Author: Elena Citkowitz, MD, PhD, FACP, Clinical Professor of Medicine, Yale University School of Medicine; Director, Cholesterol Management Center, Director, Cardiac Rehabilitation, Department of Medicine, Hospital of St Raphael
Contributor Information and Disclosures

Updated: Jul 12, 2008

Differential Diagnoses

Other Problems to Be Considered

When triglycerides are noted to be elevated, a fasting blood sugar should always be checked to rule out one of the most frequent causes of hypertriglyceridemia, uncontrolled diabetes.  Management of this condition may make medication to lower the triglycerides unnecessary or, at least, easier to normalize. 

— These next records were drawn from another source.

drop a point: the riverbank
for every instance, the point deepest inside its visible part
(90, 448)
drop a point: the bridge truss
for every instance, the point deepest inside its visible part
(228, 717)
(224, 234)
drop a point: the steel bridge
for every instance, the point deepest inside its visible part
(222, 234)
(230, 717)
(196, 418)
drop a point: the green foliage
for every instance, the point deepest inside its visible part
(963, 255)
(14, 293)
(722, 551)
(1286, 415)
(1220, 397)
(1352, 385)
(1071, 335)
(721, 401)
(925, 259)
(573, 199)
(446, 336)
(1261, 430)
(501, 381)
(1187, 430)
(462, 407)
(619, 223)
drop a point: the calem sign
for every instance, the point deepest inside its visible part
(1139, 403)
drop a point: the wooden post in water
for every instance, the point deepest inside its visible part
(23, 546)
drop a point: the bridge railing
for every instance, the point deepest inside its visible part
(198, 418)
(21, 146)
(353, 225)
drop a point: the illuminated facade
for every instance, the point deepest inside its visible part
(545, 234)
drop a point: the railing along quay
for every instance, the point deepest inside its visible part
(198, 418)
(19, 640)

A diet high in refined carbohydrates can cause hypertriglyceridemia. While cakes, candy, cookies, etc. are an obvious source, the quantity of liquid calories (nondiet soda, juice, alcohol) should be determined.

Workup

Laboratory Studies

  • Lipid analysis  
    • Elevated triglycerides are determined by direct laboratory analysis of serum or plasma after a 10- to 12-hour fast. Determining which lipoprotein abnormality is the cause of hypertriglyceridemia is less straightforward.
    • VLDLs are increased and chylomicrons are absent when triglyceride levels are elevated but below 1000 mg/dL. If triglyceride levels are above 1000 mg/dL, both VLDL and chylomicrons are usually present.
    • If the triglycerides are elevated but less than 1000 mg/dL and the total cholesterol is elevated, the lipoprotein abnormality may be caused by either (1) elevations of both LDL and VLDL, which is type IIb or mixed hyperlipoproteinemia, or (2) increased remnant VLDL or IDL, which is type III hyperlipidemia or dysbetahyperlipoproteinemia.
    • The 2 disorders may be distinguished by obtaining a direct LDL-c analysis, which is available at most commercial laboratories. If the direct LDL-c is significantly lower than the calculated LDL-c, a diagnosis of type III hyperlipoproteinemia is likely.
    • The only procedure that reliably distinguishes between a mixed hyperlipoproteinemia (increased LDL-c and triglycerides) and type III hyperlipoproteinemia (increased IDL) is beta quantification. This expensive analysis involves ultracentrifugation followed by electrophoresis. It is not performed by most commercial or hospital laboratories. Specialized lipid centers, such as those at Tufts and JohnsHopkinsMedicalCenters, should be contacted if type IIb or III must be confirmed. In most clinical settings, however, distinguishing between these entities is rarely necessary because the treatment of both conditions is essentially the same. Diet modification, exercise, and appropriate weight loss improve both. Type IIb and III also  respond to the same medications—niacin and/or fibric acid derivatives.7 Therefore, no matter which diagnosis applies to a given patient, the treatment is the same.
  • Chylomicron determination
    •  If the triglyceride levels are greater than 1000 mg/dL and the presence of chylomicrons must be confirmed, the simplest and most cost-effective test involves overnight refrigeration of a tube plasma or serum.
    • If chylomicrons are present, simple inspection reveals a creamy layer overlying either cloudy or clear serum.
    • If the infranatant is cloudy, high levels of VLDL are present (type V hyperlipidemia).
    • If the infranatant is clear, the VLDL content is normal and type I hypercholesterolemia (elevated chylomicrons only) should be suspected.
  • Type I hyperlipoproteinemia (pure hyperchylomicronemia)
    • To make a definitive diagnosis of type I hypercholesterolemia, deficiency of either LPL or apo C-II must be confirmed. The presence of LPL activity may be measured in plasma following intravenous heparin administration (50 IU of heparin per kg body weight) or by analysis of muscle or adipose tissue biopsy samples.
    • Defective or absent apo C-II must be determined at a lipid center that performs 1 of the 3 following assays: (1) gel electrophoresis, (2) radioimmunoassay, or (3) confirmation that LPL added to the patient's plasma is not active.

Other Tests

Rule out secondary causes of hypertriglyceridemia, including diabetes mellitus and hypothyroidism.

Procedures

If the diagnosis of eruptive xanthomas is in doubt, obtaining a biopsy of the suspicious lesions will reveal accumulations of fat (not cholesterol).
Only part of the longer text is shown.